Em segundo lugar, como apontou Nancy Fraser, a injustiça social possui duas facetas, ainda que estreitamente ligadas, uma econômica e outra cultural. Isto significa que a luta contra a injustiça inclui tanto a reivindicação pela redistribuiçãoda riqueza como pelo reconhecimentodas múltiplas expressões culturais dos grupos marginalizados: o reconhecimento do valor da experiência e da manifestação desta experiência por mulheres, trabalhadores, negros, índios, gays, deficientes. A Literatura é um espaço privilegiado para tal manifestação, pela legitimidade social que ela ainda retém. Daí a necessidade de democratizar o fazer literário — o que, no caso brasileiro, inclui a universalização do acesso às ferramentas do ofício, isto é, o saber ler e escrever.
É claro que a exclusão de determinados grupos não é algo exclusivo do campo literário. As classes trabalhadoras, as mulheres, os negros possuem maiores dificuldades para acesso a todas as esferas de produção discursiva: estão sub-representados no parlamento (e na política como um todo), na mídia, no ambiente acadêmico. O que não é uma coincidência, mas um índice poderoso de sua subalternidade. Foucault já observava a centralidade do domínio do discurso nas lutas políticas travadas dentro da sociedade; segundo ele, “o discurso não é simplesmente aquilo que traduz as lutas ou os sistemas de dominação, mas aquilo para que, por que se luta”. No entanto, da mesma forma que é possível pensar na democratização da sociedade, incluindo novas vozes e mesmo presenças na política, na mídia, nas universidades, podemos imaginar a democratização da Literatura. A inclusão, no campo literário talvez ainda mais do que nos outros, é uma questão de legitimidade. Neste sentido, a crítica e o trabalho acadêmico não são desprovidos de relevância — uma vez que são espaços importantes de legitimação.

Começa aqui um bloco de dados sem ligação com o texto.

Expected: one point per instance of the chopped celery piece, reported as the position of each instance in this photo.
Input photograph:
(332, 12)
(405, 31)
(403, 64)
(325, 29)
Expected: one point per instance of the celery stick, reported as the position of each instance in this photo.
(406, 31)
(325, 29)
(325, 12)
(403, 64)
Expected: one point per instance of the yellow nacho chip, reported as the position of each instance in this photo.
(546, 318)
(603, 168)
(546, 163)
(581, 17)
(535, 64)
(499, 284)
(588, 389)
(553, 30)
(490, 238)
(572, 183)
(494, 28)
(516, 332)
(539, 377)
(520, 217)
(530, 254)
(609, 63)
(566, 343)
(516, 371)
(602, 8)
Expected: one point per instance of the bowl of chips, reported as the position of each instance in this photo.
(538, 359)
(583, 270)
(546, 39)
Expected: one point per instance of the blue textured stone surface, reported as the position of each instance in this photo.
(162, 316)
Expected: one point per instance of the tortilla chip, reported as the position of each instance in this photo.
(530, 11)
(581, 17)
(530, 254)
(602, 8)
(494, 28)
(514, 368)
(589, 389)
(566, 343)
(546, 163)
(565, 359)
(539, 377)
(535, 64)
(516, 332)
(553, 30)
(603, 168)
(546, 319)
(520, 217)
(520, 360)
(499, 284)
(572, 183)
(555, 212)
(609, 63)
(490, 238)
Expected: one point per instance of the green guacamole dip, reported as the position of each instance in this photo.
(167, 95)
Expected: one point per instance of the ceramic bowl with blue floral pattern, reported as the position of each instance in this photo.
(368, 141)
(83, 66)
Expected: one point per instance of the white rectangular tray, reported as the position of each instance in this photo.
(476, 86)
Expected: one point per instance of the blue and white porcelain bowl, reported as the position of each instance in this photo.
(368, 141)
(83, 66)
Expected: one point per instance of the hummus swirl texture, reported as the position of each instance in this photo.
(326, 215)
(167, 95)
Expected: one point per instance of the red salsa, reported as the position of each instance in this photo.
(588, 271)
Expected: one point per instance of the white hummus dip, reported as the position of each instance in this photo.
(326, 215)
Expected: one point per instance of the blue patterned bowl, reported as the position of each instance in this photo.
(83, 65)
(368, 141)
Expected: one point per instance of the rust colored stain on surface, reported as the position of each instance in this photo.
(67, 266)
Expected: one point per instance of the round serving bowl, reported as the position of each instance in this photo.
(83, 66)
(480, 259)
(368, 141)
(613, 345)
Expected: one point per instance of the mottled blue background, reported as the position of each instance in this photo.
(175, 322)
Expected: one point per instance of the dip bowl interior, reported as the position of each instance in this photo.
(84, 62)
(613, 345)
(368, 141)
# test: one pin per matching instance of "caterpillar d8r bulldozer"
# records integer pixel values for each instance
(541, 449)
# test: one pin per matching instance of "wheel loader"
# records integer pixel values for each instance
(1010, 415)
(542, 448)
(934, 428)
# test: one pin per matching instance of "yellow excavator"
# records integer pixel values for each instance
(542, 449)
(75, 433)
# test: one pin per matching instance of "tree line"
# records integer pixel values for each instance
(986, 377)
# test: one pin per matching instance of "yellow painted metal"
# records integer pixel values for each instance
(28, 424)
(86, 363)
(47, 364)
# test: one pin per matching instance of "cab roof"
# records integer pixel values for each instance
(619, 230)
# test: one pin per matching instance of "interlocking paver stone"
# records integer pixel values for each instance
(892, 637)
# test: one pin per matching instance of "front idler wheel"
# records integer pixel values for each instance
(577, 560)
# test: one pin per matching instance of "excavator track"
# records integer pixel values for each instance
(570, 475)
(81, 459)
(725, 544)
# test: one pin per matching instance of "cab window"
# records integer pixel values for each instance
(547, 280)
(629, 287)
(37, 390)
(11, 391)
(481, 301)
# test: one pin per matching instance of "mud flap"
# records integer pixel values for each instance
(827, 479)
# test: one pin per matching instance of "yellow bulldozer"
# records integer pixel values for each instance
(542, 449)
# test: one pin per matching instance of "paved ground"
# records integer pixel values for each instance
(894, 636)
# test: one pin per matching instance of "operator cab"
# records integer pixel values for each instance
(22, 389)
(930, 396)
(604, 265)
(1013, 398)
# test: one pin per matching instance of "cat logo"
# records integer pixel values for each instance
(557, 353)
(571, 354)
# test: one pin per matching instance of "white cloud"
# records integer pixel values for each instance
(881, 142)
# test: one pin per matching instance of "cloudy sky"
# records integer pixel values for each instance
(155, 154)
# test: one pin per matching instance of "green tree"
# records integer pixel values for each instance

São essas vozes, que se encontram nas margens do campo literário, essas vozes cuja legitimidade para produzir Literatura é permanentemente posta em questão, que tensionam, com a sua presença, nosso entendimento do que é (ou deve ser) o literário. É preciso aproveitar esse momento para refletir sobre nossos critérios de valoração, entender de onde eles vêm, por que se mantêm de pé, a que e a quem servem... Afinal, o significado do texto literário — bem como da própria crítica que a ele fazemos — se estabelece num fluxo em que tradições são seguidas, quebradas ou reconquistadas e as formas de interpretação e apropriação do que se fala permanecem em aberto. Ignorar essa abertura é reforçar o papel da — Literatura como mecanismo de distinção e da hierarquização social, deixando de lado suas potencialidades como discurso desestabilizador e contraditório.